Editor's Note: This column has been updated from an earlier version.
We’ve been hearing and talking a lot about transparency in programmatic media buying, and
media buying in general. What is it about that word that increasingly makes my skin crawl? It’s kind of like when everyone talked about “big data” -- and now it’s just
“data” or “data and analytics." Skin still crawling.
The issues around transparency are very real, day in and day out. Looking for perspective, I checked in with Joe Weaver,
president and CEO of Promatica Consulting, which tries to work through these issues with marketers arm-wrestling with their media agencies, ad-tech vendors and other partners. Weaver’s been on
all sides of the equation: He previously worked at TubeMogul, Mindshare, Omnicom Group, among other agencies.
So what prompts marketers to call him? “The [ad-tech] vendors cause
confusion. By the time we talk to [marketers], they’ve heard a variety of different points of view from different people. It becomes a very frustrating process for them, because they do believe
in programmatic media and marketing. They understand what it can do for them, but they’re very far from being able to work through what various business models mean for their business and which
ones will work,” Weaver explained.
With respect to that new buzzword “transparency," Weaver said “brands have been feeling like they’ve been screwed by the agency.
First, by not having financial transparency.” Brand marketers want to know how much the media costs: net vs. gross, where each dollar goes and how the dollars break down between different
vendors, depending on how the media is being bought.
There’s also a feeling that objectivity has ceased to exist at the holding-company and media-agency level.

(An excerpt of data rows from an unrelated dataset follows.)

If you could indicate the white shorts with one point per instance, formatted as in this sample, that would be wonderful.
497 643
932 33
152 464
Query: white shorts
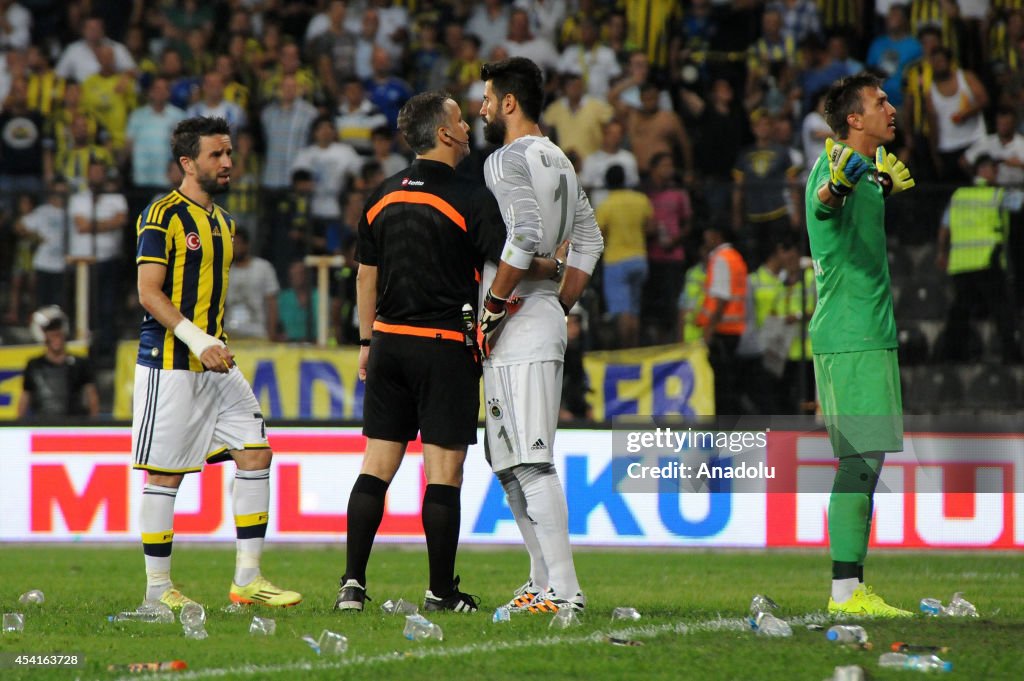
522 405
182 419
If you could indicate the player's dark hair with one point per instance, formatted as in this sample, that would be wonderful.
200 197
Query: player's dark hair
420 118
520 78
614 177
185 138
843 98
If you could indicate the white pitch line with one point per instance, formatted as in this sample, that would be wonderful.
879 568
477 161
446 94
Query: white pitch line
650 631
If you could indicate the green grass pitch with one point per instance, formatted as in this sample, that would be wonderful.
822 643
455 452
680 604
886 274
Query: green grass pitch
692 602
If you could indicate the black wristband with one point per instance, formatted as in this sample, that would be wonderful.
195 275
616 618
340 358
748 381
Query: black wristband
886 182
559 269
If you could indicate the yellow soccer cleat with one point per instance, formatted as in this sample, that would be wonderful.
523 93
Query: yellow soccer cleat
865 603
174 599
261 591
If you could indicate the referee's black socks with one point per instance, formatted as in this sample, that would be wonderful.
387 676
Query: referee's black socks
441 521
366 509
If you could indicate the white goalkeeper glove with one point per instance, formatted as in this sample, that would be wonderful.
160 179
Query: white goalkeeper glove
198 340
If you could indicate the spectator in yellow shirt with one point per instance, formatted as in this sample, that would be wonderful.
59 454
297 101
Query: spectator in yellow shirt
109 96
626 219
578 119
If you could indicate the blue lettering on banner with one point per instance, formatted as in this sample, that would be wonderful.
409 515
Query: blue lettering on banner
312 372
613 375
5 397
719 506
265 380
584 498
660 377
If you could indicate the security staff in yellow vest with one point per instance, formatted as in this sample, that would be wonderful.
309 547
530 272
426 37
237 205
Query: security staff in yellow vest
763 390
972 250
796 305
691 302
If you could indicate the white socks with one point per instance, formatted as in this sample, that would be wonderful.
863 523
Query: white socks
843 589
251 502
517 502
158 534
546 507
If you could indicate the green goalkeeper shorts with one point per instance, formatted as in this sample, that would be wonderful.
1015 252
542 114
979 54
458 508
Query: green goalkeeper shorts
860 400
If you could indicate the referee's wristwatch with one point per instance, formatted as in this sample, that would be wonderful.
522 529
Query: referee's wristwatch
559 269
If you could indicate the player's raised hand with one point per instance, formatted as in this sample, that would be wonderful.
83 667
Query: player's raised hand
845 167
217 358
894 176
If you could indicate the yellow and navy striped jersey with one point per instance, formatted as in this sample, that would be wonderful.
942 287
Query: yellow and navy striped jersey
195 245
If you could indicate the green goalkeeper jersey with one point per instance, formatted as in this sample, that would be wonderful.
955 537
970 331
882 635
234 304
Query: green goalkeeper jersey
851 267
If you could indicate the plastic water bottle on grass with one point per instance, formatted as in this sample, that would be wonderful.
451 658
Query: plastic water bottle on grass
961 607
920 663
847 634
194 622
34 596
767 624
418 628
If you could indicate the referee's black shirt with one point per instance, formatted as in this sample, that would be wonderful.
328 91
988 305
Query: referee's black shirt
428 232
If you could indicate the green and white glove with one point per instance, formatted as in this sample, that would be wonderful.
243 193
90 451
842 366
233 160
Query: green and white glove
845 167
894 176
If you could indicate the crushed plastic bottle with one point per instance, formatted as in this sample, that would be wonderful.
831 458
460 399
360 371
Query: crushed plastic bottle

Backdoor deals and holding
company investments in ad tech have decreased transparency. “What’s happened is now the media investment groups are created to navigate and push more dollars into their own preferred
partnerships that are beneficial to the holding company and media agency,” Weaver said.
He called out GroupM parent WPP, in particular, for steering marketers toward ad-tech platforms it
has investments in. By using them, marketers are bolstering WPP's revenues. WPP has a $25 million stake in AppNexus, among other ad-tech providers. GroupM’s Xaxis For Publishers technology was
part of the deal.
Business Insider reported that WPP agencies spent some $4 billion on Google properties in 2015, along with $1 billion on Facebook and $100 million on AOL. Of course Google,
Facebook and AOL each have their own proprietary ad-tech stacks and preferred relationships.
Keeping track of which players have a stake in specific ad-tech vendors, which agencies are units
of which vendor, publisher or holding company, and how they're steering clients has become a parlor game.
Transparency can mean different things at different marketers. For example, for
L’Oreal, which has worked with Promatica, it means being mindful about where it's going to put its money, the partners it will use and identifying where those partners’ true business
interests lie.
“There are a lot of brands that don’t trust the agencies. We believe there’s a better model out there,” Weaver said.
But Weaver goes much
further: “Media [agency] investment is dead. It doesn’t do anything for brands in the digital space. It doesn’t do anything for brands in the programmatic space. Once brands figure
out they don’t need the dollar leverage to get the rates they want or need, they figure out they don’t need the big agencies.” Now that should have agency executives' skin
crawling.
True? False? Or is the reality way more nuanced? Either way, it sounds like he’s on to something.